If you want to use your own storage, here are the steps:

  • Create an S3 bucket. This may be done via Amazon WS console.
  • Create a SimpleDB domain. Note, Amazon doesn't like dashes in S3 domain names, so use "yourdomain", but not "your-domain". The following call may be used to create a domain on desired SimpleDB endpoint host:
       (sptm::create-simpledb-domain "yourdomain"
           '(:credentials ("YOUR-ACCESS-KEY-ID" "YOUR-SECRET-ACCESS-KEY") :host "sdb.eu-west-1.amazonaws.com"))
  • [Optional] If you provide access to the log to 3rd parties, you may want to provide this access via separate user account created in Amazon Identity Manager (so called IAM users). That way you may quickly revoke access, and limit the access by these bucket and domain only.

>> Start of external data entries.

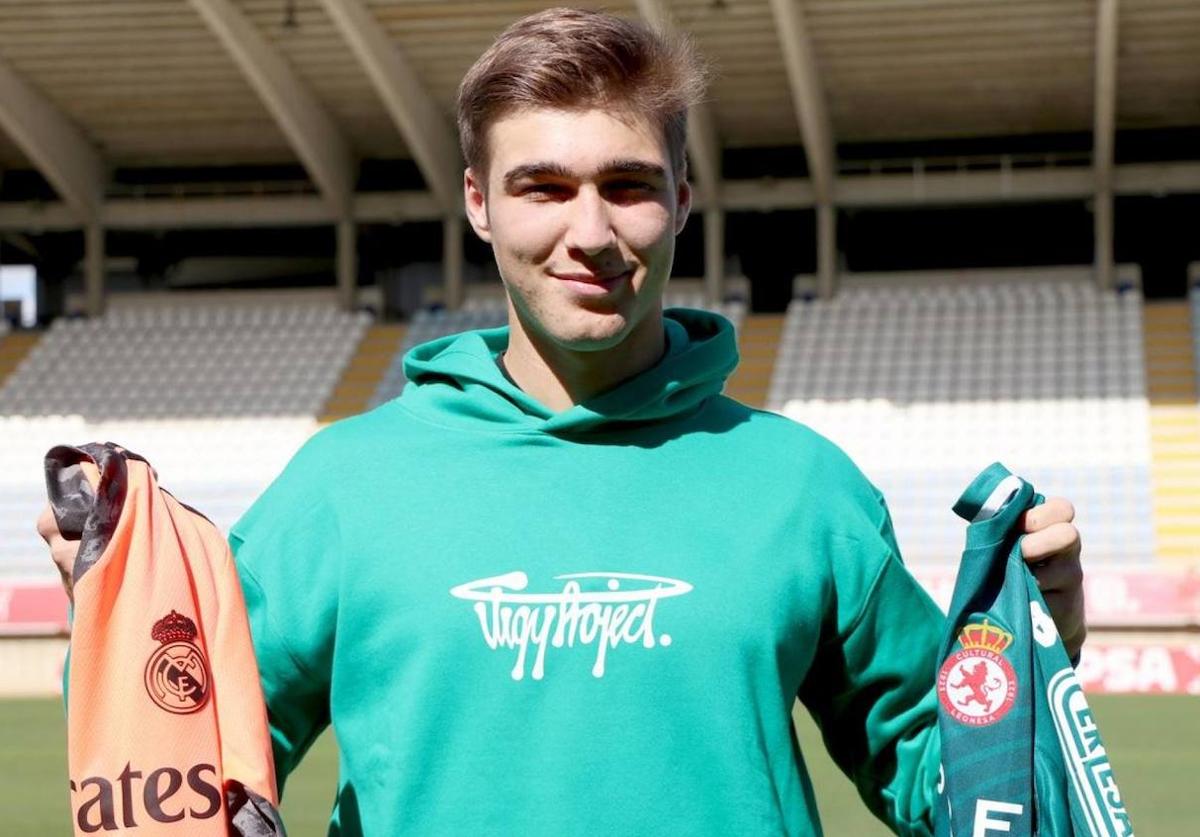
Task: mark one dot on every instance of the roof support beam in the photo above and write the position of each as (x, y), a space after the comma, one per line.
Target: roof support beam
(705, 152)
(808, 97)
(417, 115)
(311, 131)
(1104, 132)
(53, 143)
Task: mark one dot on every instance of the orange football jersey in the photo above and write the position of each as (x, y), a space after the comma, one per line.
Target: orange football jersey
(167, 732)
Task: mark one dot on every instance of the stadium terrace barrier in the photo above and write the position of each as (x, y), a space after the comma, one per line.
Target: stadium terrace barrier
(1109, 666)
(1129, 600)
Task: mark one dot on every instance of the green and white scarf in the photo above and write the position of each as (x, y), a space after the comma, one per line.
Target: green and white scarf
(1021, 753)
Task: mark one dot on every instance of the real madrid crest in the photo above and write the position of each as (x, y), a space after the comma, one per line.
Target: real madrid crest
(177, 674)
(977, 684)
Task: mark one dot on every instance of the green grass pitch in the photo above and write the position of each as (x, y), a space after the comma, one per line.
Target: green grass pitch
(1153, 742)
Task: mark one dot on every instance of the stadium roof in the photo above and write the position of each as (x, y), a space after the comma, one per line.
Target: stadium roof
(191, 82)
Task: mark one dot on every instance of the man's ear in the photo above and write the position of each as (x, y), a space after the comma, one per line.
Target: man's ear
(683, 204)
(475, 198)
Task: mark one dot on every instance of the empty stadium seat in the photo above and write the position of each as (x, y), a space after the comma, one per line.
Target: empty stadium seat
(187, 361)
(927, 385)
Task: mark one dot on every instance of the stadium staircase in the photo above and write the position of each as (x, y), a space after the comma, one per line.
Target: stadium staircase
(759, 345)
(365, 372)
(1174, 429)
(15, 347)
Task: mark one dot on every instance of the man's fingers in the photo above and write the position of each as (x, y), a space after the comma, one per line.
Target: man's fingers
(1054, 510)
(1057, 539)
(47, 527)
(1067, 609)
(1063, 573)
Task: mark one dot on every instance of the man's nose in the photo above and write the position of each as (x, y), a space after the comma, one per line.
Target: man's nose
(591, 227)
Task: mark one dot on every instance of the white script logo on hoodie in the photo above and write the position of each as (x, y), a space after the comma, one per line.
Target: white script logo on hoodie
(511, 618)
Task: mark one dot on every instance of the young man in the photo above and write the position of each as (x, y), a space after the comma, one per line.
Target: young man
(562, 585)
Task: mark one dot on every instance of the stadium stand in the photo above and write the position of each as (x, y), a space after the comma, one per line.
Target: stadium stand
(187, 361)
(1174, 427)
(430, 325)
(366, 369)
(219, 465)
(15, 345)
(924, 383)
(217, 396)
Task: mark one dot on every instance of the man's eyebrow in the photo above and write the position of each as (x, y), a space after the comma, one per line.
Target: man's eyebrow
(534, 170)
(547, 169)
(634, 166)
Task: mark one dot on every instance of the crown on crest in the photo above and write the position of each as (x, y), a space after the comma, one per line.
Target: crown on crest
(174, 627)
(984, 636)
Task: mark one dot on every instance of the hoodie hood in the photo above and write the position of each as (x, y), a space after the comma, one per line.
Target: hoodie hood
(455, 381)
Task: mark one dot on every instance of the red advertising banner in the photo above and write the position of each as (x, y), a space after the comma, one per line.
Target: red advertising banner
(1150, 597)
(33, 608)
(1128, 668)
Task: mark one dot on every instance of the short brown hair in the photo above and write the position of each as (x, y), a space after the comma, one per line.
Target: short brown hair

    This separate user account must be granted the following permissions:

    • S3 bucket: PutObject, GetObject, DeleteObject;
    • SimpleDB domain: PutAttributes, GetAttributes, DeleteAttributes, Select.

    The resulting security policy for this user will look similar to this:

       "Statement": [
           "Sid": "Stmt1355322322649",
           "Action": [
           "Effect": "Allow",
           "Resource": [
           "Sid": "Stmt1355322452686",
           "Action": [
           "Effect": "Allow",
           "Resource": [

Further Notes and Restrictions

System Time on Your Machine

Amazon Web Services require each request to be annotated with a timestamp. If the timestamp is different by more than 15 minutes form system time of Amazon server, the request is rejected - http://docs.amazonwebservices.com/AmazonS3/latest/dev/RESTAuthentication.html#RESTAuthenticationTimeStamp. Therefore your machine must have correct system time to use SPTM.

Initial DB Content

If database is some kind of collection or map where the data is stored by transactions, the first question is how to create the empty database (empty map or collection).

Possible approach is to have the very first transaction to be a function returning this fresh database.

Another option is to write your application so, that versioned-data with version 0, which is created before executing any transactions, is always created with data slot initialized to a fresh database. All the further transactions can expect the database to be initialized. This little trick is used in example.lisp.

The Default Serialization is via cl:write / cl:read.

The default serialization of the transactions and snapshots stored online, and of the replica local snapshots is via cl:write / cl:read (with cl:*read-eval* bound to nil of course). To use different serialization it is necessary to customize the code, by overriding methods of certain generic functions.

Clojure Has Many Refs, SPTM Operates on a Single Big Database.

Using many independent Ref objects allows Clojure to reduce interference between transactions - transactions operating on different Refs are not conflicting and no retries are necessary for them, they are just commited freely.

For cl-test-grid the SPTM approach of a single database is enough.